El nuevo orden

Los gays indignados no escuchan a la Banda Limón

La verdad es que la chica del video ni estaba tan buena, pero como gay que soy quizás mi percepción no sea lo frondosamente objetiva para asegurar tal cosa, aunque si de algo sirve a bien de robustecer mi argumento, confieso que por segundos, y sólo por segundos, la complexión y pedantería de Ceci Ponce me hacen más o menos dudar, confusión que se diluye nomás pongo cualquier película en la que actúe Jesse O’ Toole y todo vuele a la normalidad.

Pero volvamos a la chica: me recordó a las edecanes de cerveza que pululan en el estadio Corona en Torreón, de ésas que se maquillan concentrándose en quedar artificialmente blancas más que guapas; a menudo el rostro les queda tan esponjoso como merengue de azúcar glass mientras el cuello mantiene su tono chocolate original.

Lo curioso del escándalo entre Andrea Vilash y los miembros de la Banda Limón, que al menos por lo que puede apreciarse en el video que aún rota por las redes sociales no parecían nortearse o cohibirse cada que la reportera de Paranoia TV desabotonaba una prenda por respuesta que contestaban los gruperos, es que quienes se indignaron ante el desnudo progresivo de la chica que ni estaba tan buena, pegaron el grito en el cielo, mediante la insistencia en los comentarios escritos debajo del video posteado, terminaron grafiteando la expresión “acoso sexual” en el subconsciente de la indignación progresista de muchos ciudadanos cool, no parecían ser seguidores de los creadores de enormes y desgarradoras rolas como “En los puritos huesos”, una de las que no puede faltar en my playlist.

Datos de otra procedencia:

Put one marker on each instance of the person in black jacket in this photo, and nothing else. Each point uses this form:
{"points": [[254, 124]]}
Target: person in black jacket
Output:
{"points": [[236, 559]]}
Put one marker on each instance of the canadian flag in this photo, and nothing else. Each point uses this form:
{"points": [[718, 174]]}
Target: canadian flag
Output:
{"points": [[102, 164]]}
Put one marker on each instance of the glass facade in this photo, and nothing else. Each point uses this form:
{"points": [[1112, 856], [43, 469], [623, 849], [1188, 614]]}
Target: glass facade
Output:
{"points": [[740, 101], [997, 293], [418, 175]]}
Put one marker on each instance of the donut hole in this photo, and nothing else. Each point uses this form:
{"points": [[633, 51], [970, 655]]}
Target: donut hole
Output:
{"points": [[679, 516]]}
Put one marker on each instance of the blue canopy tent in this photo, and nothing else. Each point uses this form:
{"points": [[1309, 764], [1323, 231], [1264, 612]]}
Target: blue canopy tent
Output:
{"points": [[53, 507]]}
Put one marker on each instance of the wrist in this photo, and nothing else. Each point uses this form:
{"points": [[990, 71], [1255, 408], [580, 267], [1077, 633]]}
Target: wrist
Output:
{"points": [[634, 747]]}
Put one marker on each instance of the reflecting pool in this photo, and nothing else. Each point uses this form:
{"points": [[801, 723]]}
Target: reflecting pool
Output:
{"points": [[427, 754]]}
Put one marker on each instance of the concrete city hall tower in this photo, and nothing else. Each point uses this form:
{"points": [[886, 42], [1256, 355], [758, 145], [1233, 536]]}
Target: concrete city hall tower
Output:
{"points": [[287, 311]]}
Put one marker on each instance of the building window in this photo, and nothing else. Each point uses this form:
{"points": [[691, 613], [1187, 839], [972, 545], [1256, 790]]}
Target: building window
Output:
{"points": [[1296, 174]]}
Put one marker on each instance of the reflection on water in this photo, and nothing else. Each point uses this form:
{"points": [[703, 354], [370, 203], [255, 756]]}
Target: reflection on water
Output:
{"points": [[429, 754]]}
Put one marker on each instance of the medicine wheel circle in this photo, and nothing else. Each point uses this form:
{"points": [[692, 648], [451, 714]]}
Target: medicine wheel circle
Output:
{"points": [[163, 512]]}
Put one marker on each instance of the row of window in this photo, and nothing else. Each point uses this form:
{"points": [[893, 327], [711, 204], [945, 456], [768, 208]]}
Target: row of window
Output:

La noticia es un tanto oxidada en términos de la velocidad con la que corre la información en estos días, pero lo traigo a cuento pues salió de pronto en una conversación que sostuve con unos conocidos gays a los que casi siempre topo en el Tom’s Leather Bar decidiendo que ya era hora de encontrarnos en circunstancias de menor penumbra y más iluminación. No sé si hice bien, porque fue entonces que uno de ellos lo dijo: “Pues qué se puede esperar de los gruperos y la gente que escucha esa música. Son unos salvajes”.

Es inevitable que la escena de una impulsiva Andrea Vilash fustigando con coqueta perfidia la rabiosa testosterona de los batos de la Banda Limón (poco les faltó para que les colgara su agitada lengua escurriendo baba) caiga en eso que solemos tildar de mal gusto, sobre todo para esa nueva generación que ha hecho de lo políticamente correcto una pose de convivencia. No obstante, muchos indignados con el acoso a la reportera (hoy despedida), como ese conocido gay que no es muy ilustrado que digamos (según él la Banda Limón es una gatada pero algo que se llama M15 es pop para niños bien) también cayeron en el mal gusto del menosprecio facilón y acartonado asegurando que el género grupero es para salvajes. Los derechos humanos como accesorio clasista.